Literature DB >> 16845075

iCR: a web tool to identify conserved targets of a regulatory protein across the multiple related prokaryotic species.

Sarita Ranjan¹, Jayshree Seshadri, Vaibhav Vindal, Sailu Yellaboina, Akash Ranjan.

Abstract

Gene regulatory circuits are often commonly shared between two closely related organisms. Our web tool iCR (identify Conserved target of a Regulon) makes use of this fact and identify conserved targets of a regulatory protein. iCR is a special refined extension of our previous tool PredictRegulon- that predicts genome wide, the potential binding sites and target operons of a regulatory protein in a single user selected genome. Like PredictRegulon, the iCR accepts known binding sites of a regulatory protein as ungapped multiple sequence alignment and provides the potential binding sites. However important differences are that the user can select more than one genome at a time and the output reports the genes that are common in two or more species. In order to achieve this, iCR makes use of Cluster of Orthologous Group (COG) indices for the genes.

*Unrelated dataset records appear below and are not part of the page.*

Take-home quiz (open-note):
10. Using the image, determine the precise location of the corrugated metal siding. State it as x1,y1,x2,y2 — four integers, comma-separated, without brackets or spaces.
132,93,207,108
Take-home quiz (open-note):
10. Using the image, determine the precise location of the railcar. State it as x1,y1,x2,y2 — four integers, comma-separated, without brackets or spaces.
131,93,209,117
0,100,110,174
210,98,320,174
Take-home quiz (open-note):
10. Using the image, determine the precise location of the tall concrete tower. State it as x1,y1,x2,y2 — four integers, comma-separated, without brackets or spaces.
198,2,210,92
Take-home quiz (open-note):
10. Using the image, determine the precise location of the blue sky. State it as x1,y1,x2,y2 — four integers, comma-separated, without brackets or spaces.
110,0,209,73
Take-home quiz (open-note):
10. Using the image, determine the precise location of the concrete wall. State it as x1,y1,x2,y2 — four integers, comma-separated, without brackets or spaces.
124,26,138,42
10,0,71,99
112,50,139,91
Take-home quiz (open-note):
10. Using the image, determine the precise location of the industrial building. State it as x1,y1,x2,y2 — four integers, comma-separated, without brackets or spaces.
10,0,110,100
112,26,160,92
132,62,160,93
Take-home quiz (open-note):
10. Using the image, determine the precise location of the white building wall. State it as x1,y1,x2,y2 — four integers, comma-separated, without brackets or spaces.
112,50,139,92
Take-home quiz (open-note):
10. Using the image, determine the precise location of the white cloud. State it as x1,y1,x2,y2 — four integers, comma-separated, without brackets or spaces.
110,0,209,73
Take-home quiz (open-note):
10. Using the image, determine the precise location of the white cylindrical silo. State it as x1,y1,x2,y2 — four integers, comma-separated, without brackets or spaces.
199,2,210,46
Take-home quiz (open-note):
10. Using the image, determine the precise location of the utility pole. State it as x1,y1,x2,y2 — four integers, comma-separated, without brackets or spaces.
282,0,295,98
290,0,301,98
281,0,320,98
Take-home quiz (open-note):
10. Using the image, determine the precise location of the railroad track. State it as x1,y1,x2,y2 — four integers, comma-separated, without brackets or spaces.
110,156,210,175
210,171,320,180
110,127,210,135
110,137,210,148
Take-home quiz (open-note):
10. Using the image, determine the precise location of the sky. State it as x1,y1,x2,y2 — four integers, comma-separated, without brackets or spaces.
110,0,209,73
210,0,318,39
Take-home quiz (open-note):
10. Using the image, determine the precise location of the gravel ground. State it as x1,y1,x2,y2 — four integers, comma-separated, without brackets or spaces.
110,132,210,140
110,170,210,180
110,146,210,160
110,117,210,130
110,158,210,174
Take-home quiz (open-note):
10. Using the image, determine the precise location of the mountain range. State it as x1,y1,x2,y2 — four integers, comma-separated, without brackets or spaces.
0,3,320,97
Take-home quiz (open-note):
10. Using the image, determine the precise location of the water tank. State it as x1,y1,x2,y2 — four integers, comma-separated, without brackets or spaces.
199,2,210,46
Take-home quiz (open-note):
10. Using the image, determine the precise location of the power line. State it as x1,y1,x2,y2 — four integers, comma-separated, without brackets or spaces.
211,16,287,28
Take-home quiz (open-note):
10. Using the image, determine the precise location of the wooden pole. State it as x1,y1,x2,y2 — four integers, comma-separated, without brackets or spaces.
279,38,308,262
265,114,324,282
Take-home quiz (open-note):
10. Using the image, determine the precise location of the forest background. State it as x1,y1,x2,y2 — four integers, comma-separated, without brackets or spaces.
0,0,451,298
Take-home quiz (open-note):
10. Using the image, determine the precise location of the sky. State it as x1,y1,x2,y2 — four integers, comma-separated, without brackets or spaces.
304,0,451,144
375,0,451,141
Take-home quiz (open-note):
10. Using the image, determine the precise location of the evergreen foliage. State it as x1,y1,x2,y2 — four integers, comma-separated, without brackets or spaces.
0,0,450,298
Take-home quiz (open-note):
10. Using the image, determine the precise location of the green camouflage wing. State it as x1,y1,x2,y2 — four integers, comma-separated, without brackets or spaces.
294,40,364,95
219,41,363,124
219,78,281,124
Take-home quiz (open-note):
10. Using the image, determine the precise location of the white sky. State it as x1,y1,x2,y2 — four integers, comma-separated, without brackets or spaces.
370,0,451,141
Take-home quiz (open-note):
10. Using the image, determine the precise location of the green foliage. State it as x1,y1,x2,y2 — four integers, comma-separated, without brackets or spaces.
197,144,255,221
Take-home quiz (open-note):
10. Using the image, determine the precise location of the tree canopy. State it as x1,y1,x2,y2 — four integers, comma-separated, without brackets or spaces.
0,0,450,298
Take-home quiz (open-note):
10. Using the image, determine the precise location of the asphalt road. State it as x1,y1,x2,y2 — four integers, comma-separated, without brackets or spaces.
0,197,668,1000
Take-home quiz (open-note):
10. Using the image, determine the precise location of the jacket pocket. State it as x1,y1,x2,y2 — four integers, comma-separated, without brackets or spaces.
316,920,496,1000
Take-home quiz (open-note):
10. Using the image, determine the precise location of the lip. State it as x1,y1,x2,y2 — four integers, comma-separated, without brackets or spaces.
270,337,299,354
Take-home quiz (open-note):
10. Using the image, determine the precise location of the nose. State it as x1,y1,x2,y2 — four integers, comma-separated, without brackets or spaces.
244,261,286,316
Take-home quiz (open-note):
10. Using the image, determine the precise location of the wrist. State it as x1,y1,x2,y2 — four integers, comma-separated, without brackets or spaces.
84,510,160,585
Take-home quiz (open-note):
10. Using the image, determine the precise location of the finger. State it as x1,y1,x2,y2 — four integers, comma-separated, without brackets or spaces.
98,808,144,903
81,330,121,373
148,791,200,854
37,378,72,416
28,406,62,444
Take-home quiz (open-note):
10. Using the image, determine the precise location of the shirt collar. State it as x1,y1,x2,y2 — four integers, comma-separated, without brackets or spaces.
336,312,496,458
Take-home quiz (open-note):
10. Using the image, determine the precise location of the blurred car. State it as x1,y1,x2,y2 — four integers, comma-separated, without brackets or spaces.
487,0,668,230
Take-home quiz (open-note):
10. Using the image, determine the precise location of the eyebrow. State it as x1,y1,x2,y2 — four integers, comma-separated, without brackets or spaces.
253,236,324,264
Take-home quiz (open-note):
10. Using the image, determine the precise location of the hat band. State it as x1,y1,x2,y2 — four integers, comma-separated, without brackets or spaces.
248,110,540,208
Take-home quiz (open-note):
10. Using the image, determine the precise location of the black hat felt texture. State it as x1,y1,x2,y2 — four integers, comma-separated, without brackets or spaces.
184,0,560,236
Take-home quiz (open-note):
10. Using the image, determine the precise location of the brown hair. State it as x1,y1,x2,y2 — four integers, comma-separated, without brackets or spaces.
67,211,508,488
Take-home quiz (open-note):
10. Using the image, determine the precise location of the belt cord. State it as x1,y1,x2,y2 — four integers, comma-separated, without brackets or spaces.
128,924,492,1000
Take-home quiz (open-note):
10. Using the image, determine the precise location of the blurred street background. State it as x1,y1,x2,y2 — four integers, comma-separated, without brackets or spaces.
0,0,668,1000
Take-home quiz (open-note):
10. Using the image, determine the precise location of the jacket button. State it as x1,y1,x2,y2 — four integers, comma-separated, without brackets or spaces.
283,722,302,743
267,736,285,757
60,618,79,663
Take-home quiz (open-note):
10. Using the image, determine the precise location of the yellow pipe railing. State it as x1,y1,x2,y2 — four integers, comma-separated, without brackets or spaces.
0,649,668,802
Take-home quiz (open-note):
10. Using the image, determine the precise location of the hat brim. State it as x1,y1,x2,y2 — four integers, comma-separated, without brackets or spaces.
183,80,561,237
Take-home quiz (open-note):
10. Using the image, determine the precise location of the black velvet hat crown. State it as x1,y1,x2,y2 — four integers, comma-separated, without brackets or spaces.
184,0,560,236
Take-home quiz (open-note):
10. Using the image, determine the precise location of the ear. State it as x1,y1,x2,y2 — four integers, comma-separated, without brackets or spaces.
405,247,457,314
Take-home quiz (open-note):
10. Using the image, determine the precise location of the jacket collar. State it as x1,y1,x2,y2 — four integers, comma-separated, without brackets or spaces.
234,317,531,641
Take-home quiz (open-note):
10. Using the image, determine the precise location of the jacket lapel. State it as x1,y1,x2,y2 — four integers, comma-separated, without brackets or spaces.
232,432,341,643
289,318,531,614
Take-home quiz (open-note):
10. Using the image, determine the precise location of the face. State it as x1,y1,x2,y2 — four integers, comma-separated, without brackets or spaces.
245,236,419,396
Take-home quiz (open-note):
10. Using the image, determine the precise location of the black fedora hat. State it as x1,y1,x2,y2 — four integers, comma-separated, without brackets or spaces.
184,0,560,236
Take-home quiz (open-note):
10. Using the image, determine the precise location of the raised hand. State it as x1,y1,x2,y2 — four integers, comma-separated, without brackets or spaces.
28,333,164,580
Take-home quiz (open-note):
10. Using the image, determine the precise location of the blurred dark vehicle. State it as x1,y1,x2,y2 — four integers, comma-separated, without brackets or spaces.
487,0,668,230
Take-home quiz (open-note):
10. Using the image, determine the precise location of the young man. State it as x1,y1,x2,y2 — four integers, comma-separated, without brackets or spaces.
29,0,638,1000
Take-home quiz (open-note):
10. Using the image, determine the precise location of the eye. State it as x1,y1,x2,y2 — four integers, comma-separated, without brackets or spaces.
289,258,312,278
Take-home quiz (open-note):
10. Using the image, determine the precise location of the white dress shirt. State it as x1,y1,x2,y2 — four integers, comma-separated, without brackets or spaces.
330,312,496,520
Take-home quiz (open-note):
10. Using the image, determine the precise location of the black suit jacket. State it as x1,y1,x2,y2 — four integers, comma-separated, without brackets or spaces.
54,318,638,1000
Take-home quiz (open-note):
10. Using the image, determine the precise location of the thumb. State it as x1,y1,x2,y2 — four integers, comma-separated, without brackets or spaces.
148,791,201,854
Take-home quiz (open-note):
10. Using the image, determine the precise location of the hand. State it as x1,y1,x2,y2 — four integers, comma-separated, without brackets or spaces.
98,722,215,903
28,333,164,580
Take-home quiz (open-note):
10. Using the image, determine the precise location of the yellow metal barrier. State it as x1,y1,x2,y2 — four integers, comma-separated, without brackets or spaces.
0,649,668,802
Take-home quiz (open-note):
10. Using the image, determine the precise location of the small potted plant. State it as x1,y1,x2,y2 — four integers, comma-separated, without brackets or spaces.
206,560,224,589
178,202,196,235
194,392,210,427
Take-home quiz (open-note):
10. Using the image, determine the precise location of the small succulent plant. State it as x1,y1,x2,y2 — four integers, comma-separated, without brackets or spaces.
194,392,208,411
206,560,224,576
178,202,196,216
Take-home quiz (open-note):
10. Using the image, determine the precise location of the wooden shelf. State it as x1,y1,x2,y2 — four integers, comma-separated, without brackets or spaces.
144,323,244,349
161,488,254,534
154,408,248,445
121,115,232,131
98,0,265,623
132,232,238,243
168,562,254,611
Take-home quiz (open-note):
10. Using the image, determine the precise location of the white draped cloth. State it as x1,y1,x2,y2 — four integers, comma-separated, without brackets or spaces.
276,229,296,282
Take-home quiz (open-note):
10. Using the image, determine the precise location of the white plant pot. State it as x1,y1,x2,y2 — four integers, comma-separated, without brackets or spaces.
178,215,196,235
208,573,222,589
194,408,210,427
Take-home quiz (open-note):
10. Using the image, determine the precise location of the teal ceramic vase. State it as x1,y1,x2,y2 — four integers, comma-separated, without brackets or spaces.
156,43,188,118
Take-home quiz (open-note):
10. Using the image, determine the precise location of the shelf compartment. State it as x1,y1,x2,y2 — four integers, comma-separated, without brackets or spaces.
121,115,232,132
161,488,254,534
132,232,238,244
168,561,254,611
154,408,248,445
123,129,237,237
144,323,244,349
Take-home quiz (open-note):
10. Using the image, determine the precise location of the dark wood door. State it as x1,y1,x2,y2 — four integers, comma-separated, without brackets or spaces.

This tool analyses the upstream region of all user-selected prokaryote genome and gives the output based on conservation target orthologs. iCR also reports the Functional class codes based on COG classification for the encoded proteins of downstream genes which helps user understand the nature of the co-regulated genes at the result page itself. iCR is freely accessible at http://www.cdfd.org.in/icr/.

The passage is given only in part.